The reason I suggest a tiered system is that social networks require scale, meaning large numbers of participating users to be valuable. They’ve repeatedly proven that if you start charging, then the majority of your users head to the next free site. While I’d prefer a site that was pay-only and that put the users’ privacy as their top priority, I think this is unlikely to succeed in the marketplace as it now exists. Perhaps as users learn to value their privacy over time, the balance would tip toward the protective, paid accounts.
That’s one of the reasons I avoid such sites altogether.
Hey, thanks for the thoughtful reply.
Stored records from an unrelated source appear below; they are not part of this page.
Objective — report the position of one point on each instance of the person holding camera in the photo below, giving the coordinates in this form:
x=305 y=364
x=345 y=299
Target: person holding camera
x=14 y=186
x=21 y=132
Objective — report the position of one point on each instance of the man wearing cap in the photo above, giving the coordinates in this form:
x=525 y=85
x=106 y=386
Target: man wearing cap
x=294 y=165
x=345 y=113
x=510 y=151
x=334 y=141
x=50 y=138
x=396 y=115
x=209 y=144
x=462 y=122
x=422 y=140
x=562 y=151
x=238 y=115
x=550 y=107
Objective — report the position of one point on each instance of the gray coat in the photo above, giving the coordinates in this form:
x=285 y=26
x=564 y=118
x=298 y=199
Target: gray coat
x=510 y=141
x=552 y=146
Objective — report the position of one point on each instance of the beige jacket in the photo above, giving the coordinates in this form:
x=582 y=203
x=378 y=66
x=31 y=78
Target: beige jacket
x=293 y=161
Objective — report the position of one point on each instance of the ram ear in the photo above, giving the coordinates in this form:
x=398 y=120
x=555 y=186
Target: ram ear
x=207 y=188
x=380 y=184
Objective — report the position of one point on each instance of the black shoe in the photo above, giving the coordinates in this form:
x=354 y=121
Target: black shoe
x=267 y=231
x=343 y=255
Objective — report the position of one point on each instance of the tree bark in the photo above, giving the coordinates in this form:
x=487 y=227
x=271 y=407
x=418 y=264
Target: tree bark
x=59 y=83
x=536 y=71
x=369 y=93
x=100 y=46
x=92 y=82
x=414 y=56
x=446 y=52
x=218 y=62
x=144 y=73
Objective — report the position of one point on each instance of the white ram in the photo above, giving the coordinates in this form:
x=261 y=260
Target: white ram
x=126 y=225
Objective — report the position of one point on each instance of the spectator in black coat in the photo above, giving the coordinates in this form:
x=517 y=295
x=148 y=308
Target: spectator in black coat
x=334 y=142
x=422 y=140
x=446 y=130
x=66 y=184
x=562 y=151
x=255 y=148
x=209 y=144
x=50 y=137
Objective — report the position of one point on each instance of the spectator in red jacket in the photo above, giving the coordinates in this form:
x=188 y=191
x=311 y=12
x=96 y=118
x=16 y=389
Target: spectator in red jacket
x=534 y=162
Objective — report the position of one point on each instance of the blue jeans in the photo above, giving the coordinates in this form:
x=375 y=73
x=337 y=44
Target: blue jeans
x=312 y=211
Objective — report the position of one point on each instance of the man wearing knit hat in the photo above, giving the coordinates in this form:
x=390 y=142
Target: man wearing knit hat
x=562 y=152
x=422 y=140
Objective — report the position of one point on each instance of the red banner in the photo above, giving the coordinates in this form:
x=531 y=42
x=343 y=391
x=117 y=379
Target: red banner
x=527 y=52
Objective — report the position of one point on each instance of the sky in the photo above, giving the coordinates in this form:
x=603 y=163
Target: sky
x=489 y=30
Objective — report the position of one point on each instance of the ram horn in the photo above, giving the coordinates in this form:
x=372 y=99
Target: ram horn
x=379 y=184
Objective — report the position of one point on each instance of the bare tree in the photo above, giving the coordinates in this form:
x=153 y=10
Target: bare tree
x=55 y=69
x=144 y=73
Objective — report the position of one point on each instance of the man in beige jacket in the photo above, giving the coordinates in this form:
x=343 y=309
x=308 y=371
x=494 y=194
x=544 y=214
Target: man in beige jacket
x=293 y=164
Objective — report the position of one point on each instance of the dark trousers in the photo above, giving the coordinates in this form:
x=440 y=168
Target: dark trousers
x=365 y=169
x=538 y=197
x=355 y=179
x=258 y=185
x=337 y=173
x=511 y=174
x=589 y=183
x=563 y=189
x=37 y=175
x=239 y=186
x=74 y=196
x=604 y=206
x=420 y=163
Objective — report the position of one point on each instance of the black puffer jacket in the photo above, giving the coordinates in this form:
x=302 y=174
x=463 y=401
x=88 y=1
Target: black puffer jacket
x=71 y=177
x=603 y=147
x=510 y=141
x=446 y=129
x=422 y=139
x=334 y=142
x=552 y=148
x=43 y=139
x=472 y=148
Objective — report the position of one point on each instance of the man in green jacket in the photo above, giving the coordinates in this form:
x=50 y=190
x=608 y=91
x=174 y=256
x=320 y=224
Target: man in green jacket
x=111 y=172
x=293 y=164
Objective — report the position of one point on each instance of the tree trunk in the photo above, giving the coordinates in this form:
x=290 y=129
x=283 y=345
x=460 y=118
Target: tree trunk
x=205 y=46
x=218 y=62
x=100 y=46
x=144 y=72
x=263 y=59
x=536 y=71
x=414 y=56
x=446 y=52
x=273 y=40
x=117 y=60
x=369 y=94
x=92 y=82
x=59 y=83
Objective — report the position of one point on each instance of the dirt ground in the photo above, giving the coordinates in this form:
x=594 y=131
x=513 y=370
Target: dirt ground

An astute blogger wrote in February (wink, wink): Rememberthat social media shares a lot in common with pyramid schemes. … and I, too am cautious in my use of social networks.
Great graphic here showing the evolution of the availability of your private data on Facebook year by year.
Thanks for the intelligent take on this Kent,
There’s a lot of information lately, and I haven’t been able to process it all myself (thanks for the help!).
One thing you seem to hint at is that rather than eroding privacy expectations with regard to Facebook, Facebook is actually trying to erode our expectations for social media in general.
Maybe you’ve read that Facebook had a meeting with Foursquare; a company that tracks your GPS to pinpoint your location, and that people have taken apart the Facebook mobile app and noticed code for a “places” function.
Up until (well, 10 minutes ago), I’d just thought that they were trying to capture the thriving “exhibitionist” market (Foursquare, Blippy); but the pseudo-paranoid idea that they’re trying to break down privacy in general is starting to give me a BAD feeling…
Giles, Senior Editor, TrustWorks
If you want to see what this all looks like, go here: http://www.nytimes.com/interactive/2010/05/12/business/facebook-privacy.html?ref=personaltech
I seriously doubt that informed consent is possible in an environment like that.